Terminal Setup by OS
- Windows: Git Bash (recommended), WSL, or PowerShell
- macOS: Built-in Terminal
- Linux: Built-in terminal
Creating Your Environment
Method A: Using Dockerfile (Recommended)
Create a Dockerfile
:
FROM python:3.9
# Install required libraries
RUN pip install jupyter==7.1.2 openai elasticsearch scikit-learn pandas
# Set working directory
WORKDIR /app
# Default to bash for interactive use
ENTRYPOINT ["/bin/bash"]
Build and run:
# Build your image
docker build -t llm-course .
# Run interactive container
docker run -it llm-course
Method B: Direct Installation
# Run Python container
docker run -it python:3.9 bash
# Inside container, install libraries
pip install jupyter==7.1.2 openai elasticsearch scikit-learn pandas
Important: Changes in running containers are lost when stopped. Use Dockerfiles for permanent setups.

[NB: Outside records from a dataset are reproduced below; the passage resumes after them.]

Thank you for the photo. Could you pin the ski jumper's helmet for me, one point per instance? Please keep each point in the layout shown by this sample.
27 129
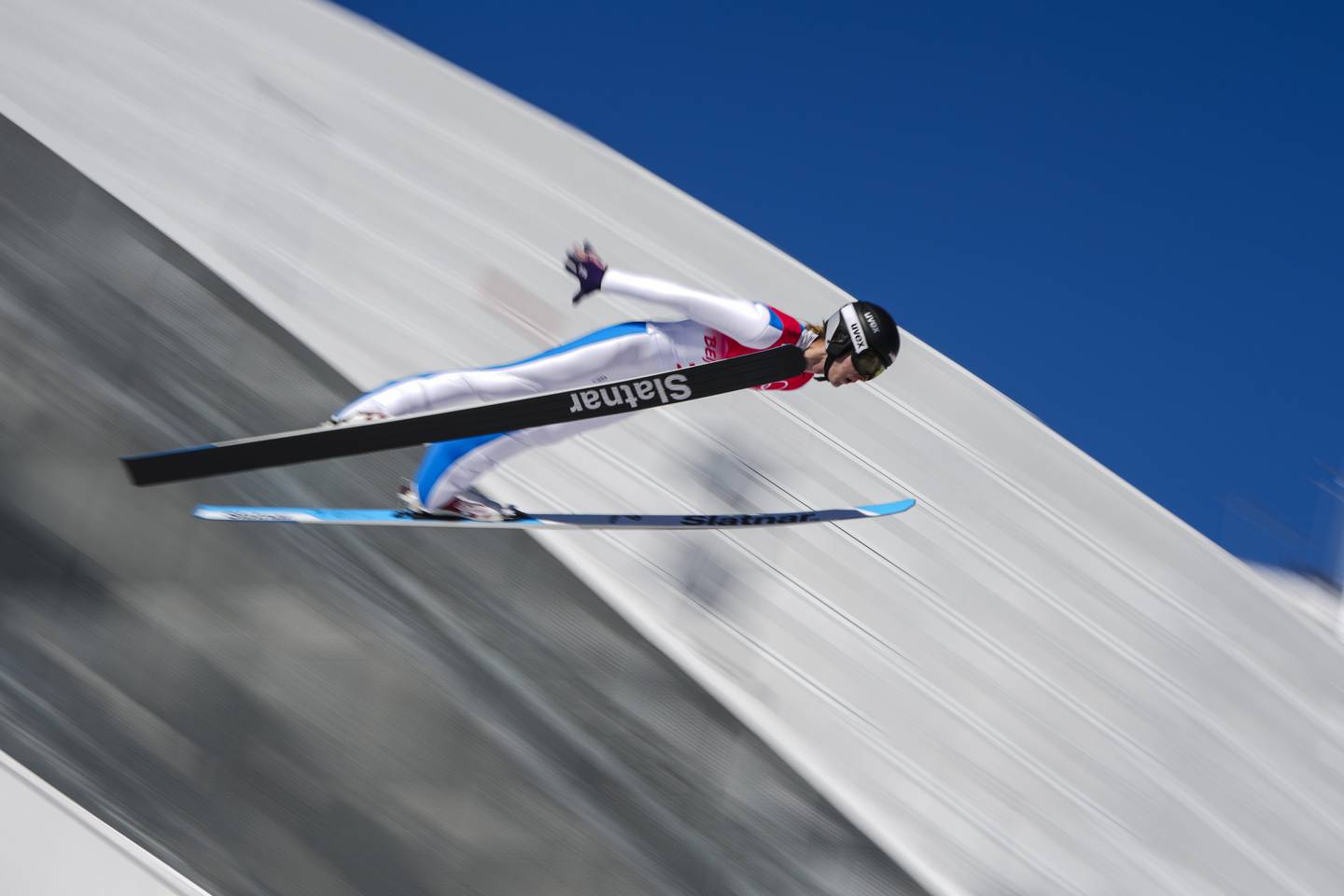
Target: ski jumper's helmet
867 330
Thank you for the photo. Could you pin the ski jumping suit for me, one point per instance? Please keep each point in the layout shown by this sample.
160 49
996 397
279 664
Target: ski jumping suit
717 328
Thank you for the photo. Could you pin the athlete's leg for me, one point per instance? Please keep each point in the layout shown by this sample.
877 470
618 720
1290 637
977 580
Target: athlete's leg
449 468
614 352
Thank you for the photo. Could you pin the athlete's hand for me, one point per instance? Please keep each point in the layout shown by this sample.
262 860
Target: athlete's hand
586 268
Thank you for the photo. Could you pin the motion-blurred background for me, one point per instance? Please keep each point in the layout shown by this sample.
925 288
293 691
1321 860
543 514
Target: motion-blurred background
228 220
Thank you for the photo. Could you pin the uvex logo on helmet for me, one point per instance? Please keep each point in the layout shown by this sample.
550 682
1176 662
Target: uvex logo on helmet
864 330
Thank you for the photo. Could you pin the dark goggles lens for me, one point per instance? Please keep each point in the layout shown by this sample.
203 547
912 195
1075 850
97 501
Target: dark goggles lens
870 364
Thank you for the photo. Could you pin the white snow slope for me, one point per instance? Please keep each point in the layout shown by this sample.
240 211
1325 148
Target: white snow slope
1035 681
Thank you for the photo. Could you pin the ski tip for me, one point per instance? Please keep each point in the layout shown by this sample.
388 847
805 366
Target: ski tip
888 510
253 514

When this is ready, follow the steps from Common Setup Steps.
Summary and Next Steps
What You Should Have Now
- ✅ Working development environment (one of the three options)
- ✅ All required Python libraries installed
- ✅ OpenAI API key configured
- ✅ Jupyter notebook running
- ✅ Git repository set up
Key Takeaways
- Multiple paths work: Choose the setup that matches your experience level
- Reproducibility matters: Docker ensures consistent environments
- Security first: Protect your API keys
- Version control: Use Git for tracking your progress
Next Steps
Module 1.3 will cover:
- Document indexing with search engines
- Building your first RAG (Retrieval-Augmented Generation) pipeline
- Working with the search implementation
Recommended: Complete a simple test notebook to verify everything works before proceeding.